Safaa Dabagh

Comprehensive Study Guide

Module 10: Analysis of Variance (ANOVA)

This study guide contains everything you need to master ANOVA:

Print this guide for exam preparation!

1. Key Concepts and Definitions

What is ANOVA?

ANOVA (Analysis of Variance) is a statistical method used to compare the means of three or more groups simultaneously.

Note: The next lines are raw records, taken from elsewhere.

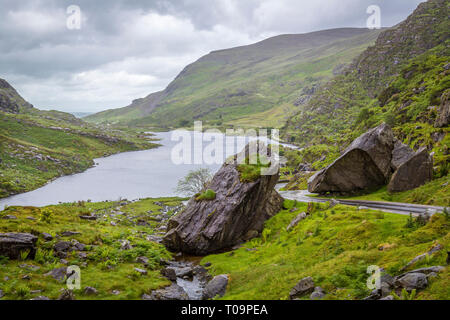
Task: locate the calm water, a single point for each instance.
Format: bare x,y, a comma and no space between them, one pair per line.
130,175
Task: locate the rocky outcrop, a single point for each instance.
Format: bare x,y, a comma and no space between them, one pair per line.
443,118
371,161
412,173
237,213
13,244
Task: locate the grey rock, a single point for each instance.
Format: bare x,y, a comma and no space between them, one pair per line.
303,287
47,236
296,220
318,293
173,292
12,244
216,287
41,298
58,273
10,217
142,272
170,274
414,172
90,291
239,208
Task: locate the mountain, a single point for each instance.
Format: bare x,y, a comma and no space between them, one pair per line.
403,80
37,146
253,85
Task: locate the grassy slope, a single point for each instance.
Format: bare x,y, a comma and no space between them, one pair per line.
108,268
37,146
401,80
335,247
250,82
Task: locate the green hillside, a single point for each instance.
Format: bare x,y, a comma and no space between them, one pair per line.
402,80
258,85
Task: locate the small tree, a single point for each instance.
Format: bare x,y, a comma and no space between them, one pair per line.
195,182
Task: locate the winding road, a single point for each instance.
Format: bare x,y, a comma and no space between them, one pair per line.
394,207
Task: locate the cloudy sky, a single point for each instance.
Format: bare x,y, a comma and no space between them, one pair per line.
127,49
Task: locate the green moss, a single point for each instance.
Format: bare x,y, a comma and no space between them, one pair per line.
207,195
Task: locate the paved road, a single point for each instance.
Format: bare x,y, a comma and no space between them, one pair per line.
394,207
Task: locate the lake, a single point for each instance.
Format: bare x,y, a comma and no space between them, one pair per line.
129,175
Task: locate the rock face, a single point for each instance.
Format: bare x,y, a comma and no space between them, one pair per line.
12,244
443,118
412,173
236,214
371,161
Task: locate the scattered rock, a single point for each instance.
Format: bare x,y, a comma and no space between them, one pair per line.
58,273
70,233
433,250
41,298
88,217
296,220
170,274
412,173
67,295
142,272
412,281
239,207
47,236
90,291
12,244
173,292
143,260
303,287
216,287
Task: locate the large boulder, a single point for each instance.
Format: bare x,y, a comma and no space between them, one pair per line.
412,173
369,163
13,244
237,213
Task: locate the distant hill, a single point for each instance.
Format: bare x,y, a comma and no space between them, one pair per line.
253,85
37,146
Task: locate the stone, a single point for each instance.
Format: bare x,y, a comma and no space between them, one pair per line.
355,171
239,210
413,173
216,287
318,293
303,287
9,217
170,274
13,244
412,281
143,260
58,273
66,294
88,217
47,236
142,272
62,246
90,291
173,292
296,220
443,118
400,154
70,233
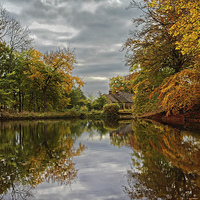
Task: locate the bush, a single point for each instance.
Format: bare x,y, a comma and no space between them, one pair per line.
111,109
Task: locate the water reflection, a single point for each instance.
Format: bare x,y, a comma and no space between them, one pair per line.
34,152
165,161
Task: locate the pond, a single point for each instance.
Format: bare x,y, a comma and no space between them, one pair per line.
98,160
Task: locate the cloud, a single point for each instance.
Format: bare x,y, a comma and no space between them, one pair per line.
95,28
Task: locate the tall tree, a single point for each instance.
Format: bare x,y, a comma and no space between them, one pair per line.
152,51
52,74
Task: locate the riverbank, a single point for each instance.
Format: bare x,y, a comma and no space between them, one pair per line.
69,114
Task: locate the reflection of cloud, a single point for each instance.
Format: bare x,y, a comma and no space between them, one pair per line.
101,171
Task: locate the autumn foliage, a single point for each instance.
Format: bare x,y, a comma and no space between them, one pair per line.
164,53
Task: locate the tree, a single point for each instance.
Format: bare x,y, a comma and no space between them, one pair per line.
52,74
119,83
152,52
100,102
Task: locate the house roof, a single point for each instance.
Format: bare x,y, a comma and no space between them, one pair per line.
120,97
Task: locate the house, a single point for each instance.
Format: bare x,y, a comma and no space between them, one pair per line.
125,100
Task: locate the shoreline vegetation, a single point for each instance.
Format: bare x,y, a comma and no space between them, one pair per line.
159,116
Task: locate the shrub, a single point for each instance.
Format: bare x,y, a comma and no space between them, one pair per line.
111,109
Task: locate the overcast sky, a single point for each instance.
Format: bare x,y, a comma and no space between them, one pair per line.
96,29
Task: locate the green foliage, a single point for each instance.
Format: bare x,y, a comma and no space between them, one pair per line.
99,102
111,110
163,73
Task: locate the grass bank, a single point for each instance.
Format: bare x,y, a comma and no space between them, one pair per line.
69,114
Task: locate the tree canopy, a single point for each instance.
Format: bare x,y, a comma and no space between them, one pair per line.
163,55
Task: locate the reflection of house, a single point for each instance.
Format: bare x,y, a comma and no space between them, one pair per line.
122,98
126,128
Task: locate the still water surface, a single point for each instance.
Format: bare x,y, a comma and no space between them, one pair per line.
58,160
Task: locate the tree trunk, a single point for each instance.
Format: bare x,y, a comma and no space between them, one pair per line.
45,99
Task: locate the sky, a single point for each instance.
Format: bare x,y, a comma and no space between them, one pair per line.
95,29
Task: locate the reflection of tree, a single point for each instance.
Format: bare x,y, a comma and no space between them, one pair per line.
20,192
165,162
31,153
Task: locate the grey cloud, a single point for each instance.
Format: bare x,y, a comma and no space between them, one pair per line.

Purpose: Test if at least one population mean differs from the others
Hypotheses:
• H₀: μ₁ = μ₂ = μ₃ = ... (all means are equal)
• Hₐ: At least one mean is different

Why ANOVA Instead of Multiple t-Tests?

α Inflation Problem:
Multiple t-tests inflate the Type I error rate. With k groups requiring k(k-1)/2 comparisons, the overall α increases dramatically.
Example: 4 groups = 6 t-tests → overall α ≈ 26.5% (not 5%)!
Solution: ANOVA performs ONE test, maintaining α = 0.05

The Basic Idea

ANOVA compares two types of variation:

If between-group variation >> within-group variation → groups differ significantly

2. Complete Formula Reference

Sum of Squares (SS)

Total Sum of Squares (SST):
SST = Σ(xij - x̄)²
Total variation of all observations from grand mean

Between-Group Sum of Squares (SSB):
SSB = Σnj(x̄j - x̄)²
Variation due to group differences

Within-Group Sum of Squares (SSW):
SSW = Σ(xij - x̄j
Variation within groups (error)

Fundamental Relationship:
SST = SSB + SSW

Degrees of Freedom (df)

dfbetween = k - 1 (k = number of groups)
dfwithin = N - k (N = total sample size)
dftotal = N - 1

Verification: dftotal = dfbetween + dfwithin

Mean Squares (MS)

MSB = SSB / dfbetween = SSB / (k-1)
Average between-group variance

MSW = SSW / dfwithin = SSW / (N-k)
Average within-group variance (pooled error)

F-Statistic

F = MSB / MSW

Interpretation:
• F ≈ 1: Groups are similar
• F >> 1: Strong evidence of group differences
• F < 1: Groups very similar (fail to reject H₀)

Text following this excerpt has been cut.